Chaga
- First edition cover
- Author: Ian McDonald
- Audio read by: Melanie McHugh
- Language: English
- Genre: Science fiction
- Publisher: Gollancz (UK) Bantam Spectra (US)
- Publication date: 12 October 1995 (UK) 1 December 1995 (US)
- Publication place: United Kingdom
- Media type: Print, E-book, Audiobook
- Pages: 416
- ISBN: 978-0-57506-052-4 (UK) 0-553-37435-4 (US)
- Preceded by: "Toward Kilimanjaro"
- Followed by: Kirinya

= Chaga (McDonald novel) =

1995 novel by Ian McDonald

Chaga (published as Evolution's Shore in the United States) is a 1995 science fiction novel by British author Ian McDonald. It was released in the United Kingdom on 12 October 1995. Told through the eyes of journalist Gaby McAslan, the novel explores the catastrophic effects of an alien flora, dubbed the "Chaga", which is brought to Kenya by a meteor in what has become known as the Kilimanjaro Event.
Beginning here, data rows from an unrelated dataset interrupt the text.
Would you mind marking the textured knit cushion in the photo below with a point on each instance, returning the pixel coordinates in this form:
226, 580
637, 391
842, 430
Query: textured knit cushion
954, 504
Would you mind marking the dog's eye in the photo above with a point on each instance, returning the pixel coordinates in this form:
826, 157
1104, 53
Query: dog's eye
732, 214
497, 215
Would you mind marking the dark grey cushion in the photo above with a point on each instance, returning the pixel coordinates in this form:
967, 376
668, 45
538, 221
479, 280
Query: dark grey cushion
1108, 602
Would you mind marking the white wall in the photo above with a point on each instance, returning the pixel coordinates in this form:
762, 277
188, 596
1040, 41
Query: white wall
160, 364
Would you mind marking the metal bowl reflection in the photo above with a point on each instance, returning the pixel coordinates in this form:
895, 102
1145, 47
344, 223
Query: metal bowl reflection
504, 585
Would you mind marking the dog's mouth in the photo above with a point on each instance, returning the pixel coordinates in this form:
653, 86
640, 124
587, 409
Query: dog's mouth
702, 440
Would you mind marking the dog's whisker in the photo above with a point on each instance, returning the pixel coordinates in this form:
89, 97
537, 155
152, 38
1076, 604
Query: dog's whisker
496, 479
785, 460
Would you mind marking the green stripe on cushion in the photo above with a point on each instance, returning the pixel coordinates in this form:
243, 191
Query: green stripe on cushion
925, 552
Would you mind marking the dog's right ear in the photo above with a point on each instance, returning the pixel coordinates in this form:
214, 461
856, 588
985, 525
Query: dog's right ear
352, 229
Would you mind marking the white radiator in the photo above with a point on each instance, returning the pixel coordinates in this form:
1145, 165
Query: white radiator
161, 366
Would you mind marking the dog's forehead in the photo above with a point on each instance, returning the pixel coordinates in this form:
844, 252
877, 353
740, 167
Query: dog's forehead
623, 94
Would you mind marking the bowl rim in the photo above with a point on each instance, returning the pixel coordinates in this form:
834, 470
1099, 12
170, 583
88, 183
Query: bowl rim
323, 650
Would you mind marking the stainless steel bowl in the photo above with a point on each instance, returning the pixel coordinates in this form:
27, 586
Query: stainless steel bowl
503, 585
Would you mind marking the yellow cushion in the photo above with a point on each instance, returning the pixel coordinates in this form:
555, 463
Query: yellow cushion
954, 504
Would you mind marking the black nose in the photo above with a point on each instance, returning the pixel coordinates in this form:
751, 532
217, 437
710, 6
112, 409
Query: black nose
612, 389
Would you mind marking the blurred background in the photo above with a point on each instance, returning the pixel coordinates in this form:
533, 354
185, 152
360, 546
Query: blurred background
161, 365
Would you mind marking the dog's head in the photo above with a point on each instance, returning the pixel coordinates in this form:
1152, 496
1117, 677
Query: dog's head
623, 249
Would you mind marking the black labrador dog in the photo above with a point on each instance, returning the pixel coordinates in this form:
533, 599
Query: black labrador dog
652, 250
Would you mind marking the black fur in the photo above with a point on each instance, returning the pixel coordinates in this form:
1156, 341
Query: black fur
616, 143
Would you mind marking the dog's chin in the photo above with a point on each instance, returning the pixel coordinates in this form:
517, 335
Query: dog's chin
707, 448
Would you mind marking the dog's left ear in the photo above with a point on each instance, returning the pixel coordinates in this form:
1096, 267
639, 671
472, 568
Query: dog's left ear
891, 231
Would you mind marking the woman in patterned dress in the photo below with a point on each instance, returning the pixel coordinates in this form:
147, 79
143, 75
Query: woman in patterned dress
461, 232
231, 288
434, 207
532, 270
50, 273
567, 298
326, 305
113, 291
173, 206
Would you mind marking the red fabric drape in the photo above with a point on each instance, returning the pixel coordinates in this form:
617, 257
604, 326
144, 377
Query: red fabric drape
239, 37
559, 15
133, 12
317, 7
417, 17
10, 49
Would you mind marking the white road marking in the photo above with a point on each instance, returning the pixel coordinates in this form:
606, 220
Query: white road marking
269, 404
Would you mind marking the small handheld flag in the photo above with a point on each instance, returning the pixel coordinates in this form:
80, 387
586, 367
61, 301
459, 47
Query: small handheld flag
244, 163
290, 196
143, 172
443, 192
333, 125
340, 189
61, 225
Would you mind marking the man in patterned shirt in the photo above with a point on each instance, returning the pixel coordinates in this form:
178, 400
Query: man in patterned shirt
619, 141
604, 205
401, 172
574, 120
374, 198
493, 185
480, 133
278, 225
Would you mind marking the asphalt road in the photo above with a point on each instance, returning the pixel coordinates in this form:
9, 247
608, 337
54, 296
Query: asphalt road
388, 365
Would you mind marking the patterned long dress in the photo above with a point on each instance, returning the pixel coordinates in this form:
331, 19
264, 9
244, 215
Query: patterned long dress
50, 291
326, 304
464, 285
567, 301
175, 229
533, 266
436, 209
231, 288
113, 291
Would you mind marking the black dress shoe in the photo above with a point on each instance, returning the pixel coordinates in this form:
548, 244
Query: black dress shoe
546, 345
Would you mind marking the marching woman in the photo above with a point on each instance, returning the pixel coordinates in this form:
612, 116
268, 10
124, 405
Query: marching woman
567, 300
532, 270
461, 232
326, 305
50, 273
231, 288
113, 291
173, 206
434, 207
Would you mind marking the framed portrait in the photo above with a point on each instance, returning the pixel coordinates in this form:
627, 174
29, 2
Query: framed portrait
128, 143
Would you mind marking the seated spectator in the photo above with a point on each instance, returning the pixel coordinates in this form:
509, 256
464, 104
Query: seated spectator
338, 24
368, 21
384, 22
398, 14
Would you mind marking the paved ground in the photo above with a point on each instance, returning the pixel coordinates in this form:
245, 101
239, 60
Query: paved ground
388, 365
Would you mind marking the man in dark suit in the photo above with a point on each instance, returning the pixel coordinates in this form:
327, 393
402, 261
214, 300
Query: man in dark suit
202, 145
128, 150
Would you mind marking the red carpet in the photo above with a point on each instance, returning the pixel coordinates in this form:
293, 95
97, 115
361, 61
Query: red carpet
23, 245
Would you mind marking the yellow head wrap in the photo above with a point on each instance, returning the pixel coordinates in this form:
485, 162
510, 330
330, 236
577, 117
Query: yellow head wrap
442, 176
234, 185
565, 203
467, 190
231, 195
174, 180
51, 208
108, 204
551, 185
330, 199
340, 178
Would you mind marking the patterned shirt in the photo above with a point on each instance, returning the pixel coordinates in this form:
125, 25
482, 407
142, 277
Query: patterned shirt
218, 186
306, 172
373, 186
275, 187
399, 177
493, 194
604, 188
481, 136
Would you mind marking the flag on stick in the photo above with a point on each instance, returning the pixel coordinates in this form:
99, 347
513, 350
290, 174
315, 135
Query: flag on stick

McDonald said of the novel:

The image of the unstoppable wave of transformation was nicked from The Wrath of Khan: it's the Genesis device, slowed down, and once I had that, it became a rich source of metaphors: for colonialism, new technology, globalisation, change, death. If the Chaga is colonialism, it's a unique kind that allows the people of the poor South to use and transform it to meet their needs and empower themselves: it's a symbiosis.

Chaga was nominated for the British Science Fiction Association Award for Best Novel (1995), and the John W. Campbell Memorial Award for Best Science Fiction Novel (1996).